Вернулся Федя. Принес кувшин молока, краюху ржаного хлеба и кусок сала.
— Ого! Богато живете, мужички! — встретил его улыбкой Стрельцов. — Только вот еда-то в меня сейчас не пойдет. Молока выпью. А вы идите-ка, извещайте о сходе. Он сегодня обязательно должен собраться.
Но сходу в этот день так и не суждено было состояться. Едва они вышли на улицу, как с выгона послышался какой-то треск, вроде бы частые выстрелы, но не такие громкие.
— Автомобиль! — первым догадался Иван, видевший несколько раз такую машину в городе.
С выгона в село действительно въехал грузовой автомобиль. Для села это была невиданная машина. Из окон, из ворот выглядывали старые и малые, не решаясь, впрочем, выйти на улицу: бог его знает, что за телега своим ходом катит, и к тому же полная вооруженных людей. Чего от них мужику ожидать?
Машина направилась к сельскому Совету. Иван, Федя и Семен бросились следом. Когда они подбежали, из остановившегося автомобиля соскакивали на землю люди в штатской одежде, но все с винтовками, с гранатами у пояса, а из кабины вылез сам секретарь укома большевиков товарищ Полозов.
Он сразу узнал подбежавшего Ивана.
— А, старый знакомый! Ну, здравствуй! — протянул он Ивану руку. — Где Стрельцов?

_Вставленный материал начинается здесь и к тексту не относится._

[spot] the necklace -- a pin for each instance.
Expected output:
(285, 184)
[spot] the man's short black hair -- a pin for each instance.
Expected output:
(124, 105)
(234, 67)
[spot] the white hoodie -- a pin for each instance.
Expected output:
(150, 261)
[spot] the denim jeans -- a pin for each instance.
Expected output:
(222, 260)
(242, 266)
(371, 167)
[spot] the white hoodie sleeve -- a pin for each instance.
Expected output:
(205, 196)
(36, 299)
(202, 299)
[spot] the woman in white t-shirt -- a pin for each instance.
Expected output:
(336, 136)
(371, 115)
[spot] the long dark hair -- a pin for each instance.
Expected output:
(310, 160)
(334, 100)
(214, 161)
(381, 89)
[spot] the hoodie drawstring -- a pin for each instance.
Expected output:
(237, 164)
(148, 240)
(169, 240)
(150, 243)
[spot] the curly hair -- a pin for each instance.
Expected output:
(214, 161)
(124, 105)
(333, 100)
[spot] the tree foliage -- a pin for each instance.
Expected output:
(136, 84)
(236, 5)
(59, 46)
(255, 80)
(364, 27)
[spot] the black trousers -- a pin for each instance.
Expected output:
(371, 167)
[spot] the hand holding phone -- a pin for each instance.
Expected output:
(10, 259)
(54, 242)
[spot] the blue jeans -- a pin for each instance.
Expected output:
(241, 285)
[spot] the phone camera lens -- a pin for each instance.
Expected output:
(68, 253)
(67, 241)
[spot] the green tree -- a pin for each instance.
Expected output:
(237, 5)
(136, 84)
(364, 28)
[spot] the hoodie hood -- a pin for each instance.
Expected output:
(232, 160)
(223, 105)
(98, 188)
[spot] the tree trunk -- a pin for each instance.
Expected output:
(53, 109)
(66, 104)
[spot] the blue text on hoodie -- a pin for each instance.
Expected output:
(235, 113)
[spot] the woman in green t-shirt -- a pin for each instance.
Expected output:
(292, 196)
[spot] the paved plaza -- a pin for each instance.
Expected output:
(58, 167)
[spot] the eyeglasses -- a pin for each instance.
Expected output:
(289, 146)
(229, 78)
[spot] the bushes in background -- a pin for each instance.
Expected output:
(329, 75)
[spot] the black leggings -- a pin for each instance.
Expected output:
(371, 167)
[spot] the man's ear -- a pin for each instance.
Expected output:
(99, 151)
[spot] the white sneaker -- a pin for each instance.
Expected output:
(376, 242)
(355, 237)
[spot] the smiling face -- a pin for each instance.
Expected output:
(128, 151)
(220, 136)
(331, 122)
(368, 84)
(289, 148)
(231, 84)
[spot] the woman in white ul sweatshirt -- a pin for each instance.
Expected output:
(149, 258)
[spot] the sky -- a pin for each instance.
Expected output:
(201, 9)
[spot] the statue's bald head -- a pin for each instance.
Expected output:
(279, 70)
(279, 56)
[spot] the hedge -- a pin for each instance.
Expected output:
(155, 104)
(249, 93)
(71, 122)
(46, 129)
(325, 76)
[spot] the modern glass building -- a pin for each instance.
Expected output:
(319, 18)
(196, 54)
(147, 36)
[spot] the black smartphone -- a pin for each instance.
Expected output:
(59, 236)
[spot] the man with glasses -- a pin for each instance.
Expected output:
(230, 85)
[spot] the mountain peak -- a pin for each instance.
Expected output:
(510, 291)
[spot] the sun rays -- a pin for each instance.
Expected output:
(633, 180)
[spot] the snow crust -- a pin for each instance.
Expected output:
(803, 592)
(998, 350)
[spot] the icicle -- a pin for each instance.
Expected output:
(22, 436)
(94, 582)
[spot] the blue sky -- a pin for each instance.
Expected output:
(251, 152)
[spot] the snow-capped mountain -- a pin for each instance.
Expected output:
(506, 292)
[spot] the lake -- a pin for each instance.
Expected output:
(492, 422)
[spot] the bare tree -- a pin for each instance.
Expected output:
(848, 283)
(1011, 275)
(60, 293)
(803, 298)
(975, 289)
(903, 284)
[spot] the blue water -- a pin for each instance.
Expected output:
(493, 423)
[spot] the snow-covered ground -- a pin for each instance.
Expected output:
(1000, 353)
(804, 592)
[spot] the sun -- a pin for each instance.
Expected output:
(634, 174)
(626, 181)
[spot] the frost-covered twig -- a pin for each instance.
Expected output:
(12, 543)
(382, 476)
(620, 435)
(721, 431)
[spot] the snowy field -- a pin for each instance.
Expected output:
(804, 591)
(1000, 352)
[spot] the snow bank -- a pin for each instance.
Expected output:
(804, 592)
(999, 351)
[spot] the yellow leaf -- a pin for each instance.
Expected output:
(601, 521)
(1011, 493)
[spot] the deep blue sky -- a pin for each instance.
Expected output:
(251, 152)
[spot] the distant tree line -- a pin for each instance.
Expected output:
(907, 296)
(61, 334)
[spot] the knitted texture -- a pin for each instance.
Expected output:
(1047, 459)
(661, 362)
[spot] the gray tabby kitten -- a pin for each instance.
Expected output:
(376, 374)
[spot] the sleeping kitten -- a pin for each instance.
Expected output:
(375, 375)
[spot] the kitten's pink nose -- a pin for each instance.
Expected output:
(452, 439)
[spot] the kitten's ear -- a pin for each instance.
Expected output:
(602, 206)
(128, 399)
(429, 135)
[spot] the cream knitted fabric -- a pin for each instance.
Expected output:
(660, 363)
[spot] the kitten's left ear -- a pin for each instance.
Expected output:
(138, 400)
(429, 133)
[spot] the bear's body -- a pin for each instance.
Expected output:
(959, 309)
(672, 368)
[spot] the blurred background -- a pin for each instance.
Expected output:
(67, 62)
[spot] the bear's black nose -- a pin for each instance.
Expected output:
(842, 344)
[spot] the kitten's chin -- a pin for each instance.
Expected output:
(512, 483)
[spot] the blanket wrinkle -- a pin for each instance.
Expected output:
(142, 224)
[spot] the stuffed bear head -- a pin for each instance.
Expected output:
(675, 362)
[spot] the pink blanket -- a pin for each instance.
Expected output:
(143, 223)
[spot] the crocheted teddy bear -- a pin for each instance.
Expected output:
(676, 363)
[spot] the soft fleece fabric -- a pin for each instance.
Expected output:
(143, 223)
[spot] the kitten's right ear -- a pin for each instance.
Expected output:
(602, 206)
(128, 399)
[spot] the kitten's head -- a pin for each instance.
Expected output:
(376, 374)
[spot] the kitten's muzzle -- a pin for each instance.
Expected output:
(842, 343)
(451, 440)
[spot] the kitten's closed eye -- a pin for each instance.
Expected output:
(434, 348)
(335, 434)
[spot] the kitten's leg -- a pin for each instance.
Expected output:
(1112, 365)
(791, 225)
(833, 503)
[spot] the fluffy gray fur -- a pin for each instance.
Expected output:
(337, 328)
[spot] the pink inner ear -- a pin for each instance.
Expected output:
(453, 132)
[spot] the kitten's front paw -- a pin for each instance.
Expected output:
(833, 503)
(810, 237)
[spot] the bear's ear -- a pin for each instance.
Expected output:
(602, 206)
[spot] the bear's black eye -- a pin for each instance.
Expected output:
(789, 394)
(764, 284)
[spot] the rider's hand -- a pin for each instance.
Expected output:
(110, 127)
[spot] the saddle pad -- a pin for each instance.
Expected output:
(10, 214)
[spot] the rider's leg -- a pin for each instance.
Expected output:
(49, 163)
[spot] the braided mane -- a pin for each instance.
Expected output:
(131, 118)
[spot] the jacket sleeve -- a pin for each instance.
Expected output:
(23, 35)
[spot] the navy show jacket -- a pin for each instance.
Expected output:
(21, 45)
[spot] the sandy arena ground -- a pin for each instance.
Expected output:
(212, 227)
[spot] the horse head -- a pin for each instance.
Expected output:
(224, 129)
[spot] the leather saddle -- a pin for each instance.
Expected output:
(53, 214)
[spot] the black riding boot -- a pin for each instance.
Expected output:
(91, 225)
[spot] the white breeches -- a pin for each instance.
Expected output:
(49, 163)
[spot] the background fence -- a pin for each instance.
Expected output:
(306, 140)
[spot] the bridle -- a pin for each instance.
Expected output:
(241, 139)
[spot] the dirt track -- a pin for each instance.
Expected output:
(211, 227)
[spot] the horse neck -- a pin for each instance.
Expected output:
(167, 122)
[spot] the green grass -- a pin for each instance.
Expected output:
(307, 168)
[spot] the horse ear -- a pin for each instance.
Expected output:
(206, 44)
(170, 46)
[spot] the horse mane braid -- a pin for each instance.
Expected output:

— Вот у него, — показал Иван на Федю, — на гумне.
— Сильно покалечили?
— Голову поранили, два зуба вышибли.
— Давайте ведите к нему. — Полозов обратился к высокому человеку в военном костюме: — Товарищ Колокольцев, располагайтесь здесь, а мы сейчас вернемся.
По пути на федотовское гумно Полозов расспрашивал, что же произошло в селе, как удалось освободить Стрельцова. Выслушав не особенно складный рассказ Ивана о том, как подняли панику, перепугали бандитов, Полозов не удержался — весело, заливисто расхохотался.
— Молодцы, ребята! — И, взглянув на Ивана внимательно, уже серьезно сказал: — А трюк-то рискованный придумали. Будь бандиты поумнее, как цыплят перестреляли бы вас да и Стрельцова… Впрочем, без риска сегодня нельзя. — И спросил: — А комсомольскую ячейку оформили?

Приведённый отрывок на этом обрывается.